- IATA: none; ICAO: PALP; FAA LID: AK15;

Summary
- Airport type: Private
- Owner: ConocoPhillips Alaska, Inc
- Serves: Deadhorse, Alaska
- Elevation AMSL: 21.4 ft (6.5 m)
- Coordinates: 70°20′39″N 150°56′41″W﻿ / ﻿70.34417°N 150.94472°W

Map
- PALP Location of Alpine Airstrip

Runways
| Direction | Length |  | Surface |
| ft | m |
| 3/21 | 5,000 | 1,524 | Gravel |

Statistics
- Enplanements (2007): 786
- Sources: FAA

= Alpine Airstrip =

Alpine Airstrip is a private-use airport located 53 nautical miles (98 km) west of the central business district of Deadhorse, in Alpine, North Slope Borough in the U.S. state of Alaska. It is privately owned by ConocoPhillips Alaska, Inc.

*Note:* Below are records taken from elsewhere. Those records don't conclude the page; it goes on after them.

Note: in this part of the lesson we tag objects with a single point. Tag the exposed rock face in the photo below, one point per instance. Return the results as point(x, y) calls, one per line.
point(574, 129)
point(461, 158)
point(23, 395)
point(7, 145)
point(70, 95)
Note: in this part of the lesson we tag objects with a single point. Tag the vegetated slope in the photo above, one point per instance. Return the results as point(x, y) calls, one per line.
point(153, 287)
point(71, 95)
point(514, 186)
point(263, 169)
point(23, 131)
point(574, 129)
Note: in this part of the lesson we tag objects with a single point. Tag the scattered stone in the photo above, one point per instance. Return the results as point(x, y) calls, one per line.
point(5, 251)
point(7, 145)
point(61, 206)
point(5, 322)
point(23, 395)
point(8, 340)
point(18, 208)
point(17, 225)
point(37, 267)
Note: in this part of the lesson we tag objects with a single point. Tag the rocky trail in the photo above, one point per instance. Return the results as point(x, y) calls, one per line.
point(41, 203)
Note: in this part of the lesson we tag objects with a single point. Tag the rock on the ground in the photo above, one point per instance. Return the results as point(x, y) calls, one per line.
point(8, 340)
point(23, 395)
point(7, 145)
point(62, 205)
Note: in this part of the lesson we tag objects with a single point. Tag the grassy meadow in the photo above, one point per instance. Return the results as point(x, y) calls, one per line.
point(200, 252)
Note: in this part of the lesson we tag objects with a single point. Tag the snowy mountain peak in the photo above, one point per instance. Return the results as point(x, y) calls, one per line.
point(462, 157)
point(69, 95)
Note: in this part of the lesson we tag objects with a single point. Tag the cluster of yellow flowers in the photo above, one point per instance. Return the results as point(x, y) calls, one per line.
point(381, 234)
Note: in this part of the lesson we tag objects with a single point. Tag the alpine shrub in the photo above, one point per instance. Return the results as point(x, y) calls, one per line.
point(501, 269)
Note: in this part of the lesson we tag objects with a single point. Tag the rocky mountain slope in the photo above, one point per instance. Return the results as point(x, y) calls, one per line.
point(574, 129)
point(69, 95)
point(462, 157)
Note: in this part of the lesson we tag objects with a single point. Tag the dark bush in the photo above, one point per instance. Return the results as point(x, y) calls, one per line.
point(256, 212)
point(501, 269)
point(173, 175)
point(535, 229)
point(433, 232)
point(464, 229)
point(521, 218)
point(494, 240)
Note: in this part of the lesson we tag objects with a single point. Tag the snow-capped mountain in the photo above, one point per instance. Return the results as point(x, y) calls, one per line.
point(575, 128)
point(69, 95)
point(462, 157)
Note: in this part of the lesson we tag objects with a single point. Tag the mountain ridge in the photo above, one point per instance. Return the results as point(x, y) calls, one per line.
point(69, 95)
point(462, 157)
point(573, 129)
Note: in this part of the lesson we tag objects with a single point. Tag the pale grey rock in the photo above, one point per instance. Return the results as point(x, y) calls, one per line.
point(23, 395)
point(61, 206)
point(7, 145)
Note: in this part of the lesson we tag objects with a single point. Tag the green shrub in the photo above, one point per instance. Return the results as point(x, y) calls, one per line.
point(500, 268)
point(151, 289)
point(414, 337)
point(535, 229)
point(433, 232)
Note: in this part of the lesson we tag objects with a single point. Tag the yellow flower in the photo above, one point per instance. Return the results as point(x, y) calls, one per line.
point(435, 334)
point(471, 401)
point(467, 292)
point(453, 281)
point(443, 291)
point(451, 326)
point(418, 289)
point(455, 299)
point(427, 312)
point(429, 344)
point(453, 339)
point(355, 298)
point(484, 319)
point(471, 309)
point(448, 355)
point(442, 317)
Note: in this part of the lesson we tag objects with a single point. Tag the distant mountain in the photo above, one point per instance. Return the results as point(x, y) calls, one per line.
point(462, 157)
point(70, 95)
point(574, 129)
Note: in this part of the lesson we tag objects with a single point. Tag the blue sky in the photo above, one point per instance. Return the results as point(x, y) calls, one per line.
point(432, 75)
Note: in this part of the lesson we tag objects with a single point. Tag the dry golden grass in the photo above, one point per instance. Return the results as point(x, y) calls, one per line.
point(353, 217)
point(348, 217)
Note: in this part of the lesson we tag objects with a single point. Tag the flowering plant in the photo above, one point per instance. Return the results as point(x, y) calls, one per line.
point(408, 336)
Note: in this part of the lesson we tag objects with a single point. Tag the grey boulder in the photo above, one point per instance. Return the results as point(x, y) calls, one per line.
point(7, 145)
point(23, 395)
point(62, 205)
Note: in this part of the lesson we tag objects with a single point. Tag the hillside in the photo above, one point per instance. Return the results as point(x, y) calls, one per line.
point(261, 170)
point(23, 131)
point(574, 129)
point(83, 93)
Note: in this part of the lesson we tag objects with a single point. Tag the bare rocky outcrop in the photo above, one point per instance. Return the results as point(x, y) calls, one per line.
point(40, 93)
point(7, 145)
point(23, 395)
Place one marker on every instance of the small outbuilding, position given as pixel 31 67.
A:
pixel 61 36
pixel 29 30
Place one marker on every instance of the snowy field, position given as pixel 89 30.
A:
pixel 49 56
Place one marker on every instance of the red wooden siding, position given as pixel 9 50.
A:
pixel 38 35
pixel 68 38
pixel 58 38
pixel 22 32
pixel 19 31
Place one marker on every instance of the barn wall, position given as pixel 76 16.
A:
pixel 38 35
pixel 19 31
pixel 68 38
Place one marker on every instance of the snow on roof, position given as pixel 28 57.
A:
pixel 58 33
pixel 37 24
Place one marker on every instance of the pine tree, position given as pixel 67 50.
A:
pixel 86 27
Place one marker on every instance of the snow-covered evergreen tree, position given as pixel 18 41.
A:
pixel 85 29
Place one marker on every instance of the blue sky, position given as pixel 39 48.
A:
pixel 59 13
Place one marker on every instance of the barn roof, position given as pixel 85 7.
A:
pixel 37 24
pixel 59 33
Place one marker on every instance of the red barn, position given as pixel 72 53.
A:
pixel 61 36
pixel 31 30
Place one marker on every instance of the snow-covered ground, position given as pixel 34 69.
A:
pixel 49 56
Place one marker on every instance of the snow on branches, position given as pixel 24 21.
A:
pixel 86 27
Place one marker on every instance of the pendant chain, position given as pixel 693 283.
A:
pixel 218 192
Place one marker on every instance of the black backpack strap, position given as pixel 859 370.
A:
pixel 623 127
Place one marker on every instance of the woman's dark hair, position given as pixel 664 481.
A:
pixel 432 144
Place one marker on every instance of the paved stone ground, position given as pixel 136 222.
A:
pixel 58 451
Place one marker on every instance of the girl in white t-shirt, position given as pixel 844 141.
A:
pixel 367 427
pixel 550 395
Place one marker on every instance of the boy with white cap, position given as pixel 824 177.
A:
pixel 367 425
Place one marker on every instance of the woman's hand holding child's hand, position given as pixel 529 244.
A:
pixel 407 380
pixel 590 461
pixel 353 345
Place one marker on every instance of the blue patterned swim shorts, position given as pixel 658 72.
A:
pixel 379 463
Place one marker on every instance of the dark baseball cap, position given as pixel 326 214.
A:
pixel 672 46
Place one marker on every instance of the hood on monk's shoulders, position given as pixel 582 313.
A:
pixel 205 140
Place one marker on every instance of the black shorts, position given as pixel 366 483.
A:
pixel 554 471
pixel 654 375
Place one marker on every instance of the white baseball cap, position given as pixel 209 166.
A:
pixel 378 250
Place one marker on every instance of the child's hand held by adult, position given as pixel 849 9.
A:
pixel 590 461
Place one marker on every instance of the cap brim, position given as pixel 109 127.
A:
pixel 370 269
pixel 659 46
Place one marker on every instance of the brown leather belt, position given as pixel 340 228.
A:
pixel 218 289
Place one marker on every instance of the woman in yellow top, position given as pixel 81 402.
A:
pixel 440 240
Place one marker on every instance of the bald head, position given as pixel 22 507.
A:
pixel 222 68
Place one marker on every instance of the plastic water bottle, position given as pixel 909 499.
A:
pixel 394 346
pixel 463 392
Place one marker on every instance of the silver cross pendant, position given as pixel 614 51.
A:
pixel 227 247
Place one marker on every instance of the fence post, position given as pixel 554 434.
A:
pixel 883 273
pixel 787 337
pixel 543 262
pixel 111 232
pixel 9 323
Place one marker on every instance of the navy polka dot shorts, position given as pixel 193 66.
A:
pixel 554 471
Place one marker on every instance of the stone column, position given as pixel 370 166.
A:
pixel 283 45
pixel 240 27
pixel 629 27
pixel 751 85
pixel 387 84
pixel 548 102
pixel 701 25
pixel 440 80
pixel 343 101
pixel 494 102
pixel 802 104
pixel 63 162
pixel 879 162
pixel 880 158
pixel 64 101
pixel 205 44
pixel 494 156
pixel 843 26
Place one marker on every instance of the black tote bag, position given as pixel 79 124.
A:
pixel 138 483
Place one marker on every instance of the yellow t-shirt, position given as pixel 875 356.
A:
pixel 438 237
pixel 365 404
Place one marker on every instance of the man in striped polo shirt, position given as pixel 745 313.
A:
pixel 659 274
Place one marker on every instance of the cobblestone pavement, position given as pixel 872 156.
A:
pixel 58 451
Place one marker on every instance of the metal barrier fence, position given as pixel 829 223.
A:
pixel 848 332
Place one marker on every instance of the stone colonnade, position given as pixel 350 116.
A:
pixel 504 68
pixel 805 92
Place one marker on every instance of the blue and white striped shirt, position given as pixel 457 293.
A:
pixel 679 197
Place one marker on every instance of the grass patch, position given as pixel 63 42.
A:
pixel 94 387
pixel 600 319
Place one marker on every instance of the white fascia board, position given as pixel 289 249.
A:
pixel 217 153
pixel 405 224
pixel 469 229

As per Federal Aviation Administration records, this airport had 786 passenger boardings (enplanements) in calendar year 2007, an increase of 1915% from the 39 enplanements in 2006.

== Facilities ==
Alpine Airstrip Airport has one runway (3/21) with a gravel surface measuring 5,000 by 100 feet (1,524 x 30 m).